Professor Bown says: “Currently, as a surgeon who specialises in this area, patients are asking me simple clinical questions like ‘Is there any
medication that will help’, ‘What about statins, do they make a difference’, and at the moment we don’t know – all we can do is tell people to stop smoking.”
“Our lack of knowledge in this area is because we have never had good data from a single large group of people about how their aneurysms grow and progress.

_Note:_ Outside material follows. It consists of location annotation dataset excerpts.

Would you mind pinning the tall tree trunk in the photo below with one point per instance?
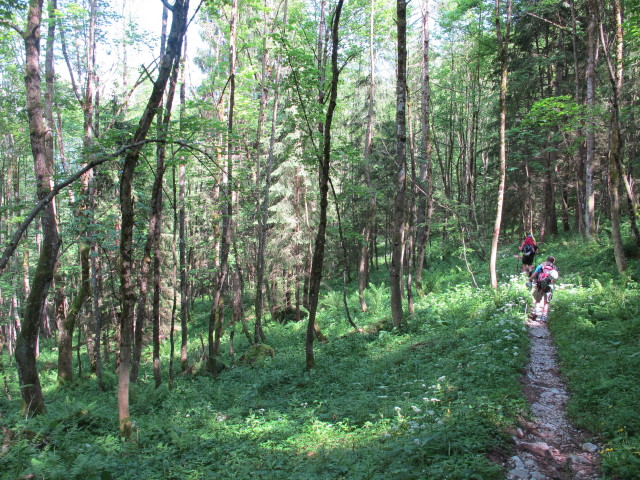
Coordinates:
(399, 208)
(363, 271)
(259, 335)
(589, 164)
(616, 168)
(318, 250)
(216, 318)
(127, 288)
(425, 179)
(184, 298)
(503, 45)
(30, 389)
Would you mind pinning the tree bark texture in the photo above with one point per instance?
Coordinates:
(503, 43)
(30, 389)
(127, 288)
(318, 250)
(399, 227)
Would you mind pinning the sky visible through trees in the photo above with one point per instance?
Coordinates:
(276, 152)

For example, we’ve never been able to look at the effect of changes in medication over time before.
There are no treatments proven to prevent or slow down an aneurysm ... giving up smoking is the biggest thing you can do
“We may see that some classes of
blood pressure medication (such as angiotensin receptor blockers ( ARBs) are better than others. We may be able to give some simple quick answers just by collecting basic medical information.
The research will also look at the 10 genes now known to have a link to aortic aneurysm. The professor says: “The same genes that cause you to get an aneurysm probably cause your aneurysm to grow quicker. So the first step will be to establish whether that’s true. The second step will be to look at the whole genome in one go and look at whether there are areas of the genome associated with the speed at which AAA grow. That’s quicker and less expensive than genome sequencing of individuals – and it’s more appropriate because at the moment we don’t definitely know there’s a genetic link to AAA growth.
“Our genetic work may seem to be the most exciting part of this research but it can be a long pathway from finding genes involved to finding new treatments. That is why in this study we are looking at the effects of medication first as this should provide us with some quick, clinically useful answers for patients. Following on from that we will start the more complicated work of genetic analysis.”
Volunteers with AAA needed for research
In order for the research to be successful, Professor Bown and his team need more patients to enrol in their study.
He says: “We are collecting blood and urine samples from men who have been screened by the NHS and found to have an aneurysm. We ask them to consent to the study, go to their GP, have a blood and urine sample taken, and fill in a questionnaire.
“We have just reached 3,000 men with aneurysms recruited into the study and we hope to reach 5,000 by the end of 2017.”
Currently, the research is aimed only at men: “We are interested in women with aneurysms but we don’t have a project for them at the moment. Because the UK NHS screening programmes are for men, women would make up such a small proportion of the data that it would be difficult to learn from it – although I am doing another piece of research about whether women would benefit from screening.”
If you’re a man with an AAA that has been detected in one of the NHS AAA screening programmes, you can sign up to the study or
find out more.
Each year there are 3000 deaths in England and Wales because of AAA rupture and over 4000 patients undergo surgery to prevent or treat AAA rupture.
In the UK AAA affects 1.2% of men aged 65 and account for around 1 per cent of all deaths in men over the age of 65.
The incidence in women is about 6 times lower.
Around 9 in 10 cases of ruptured aortic aneurysm are fatal.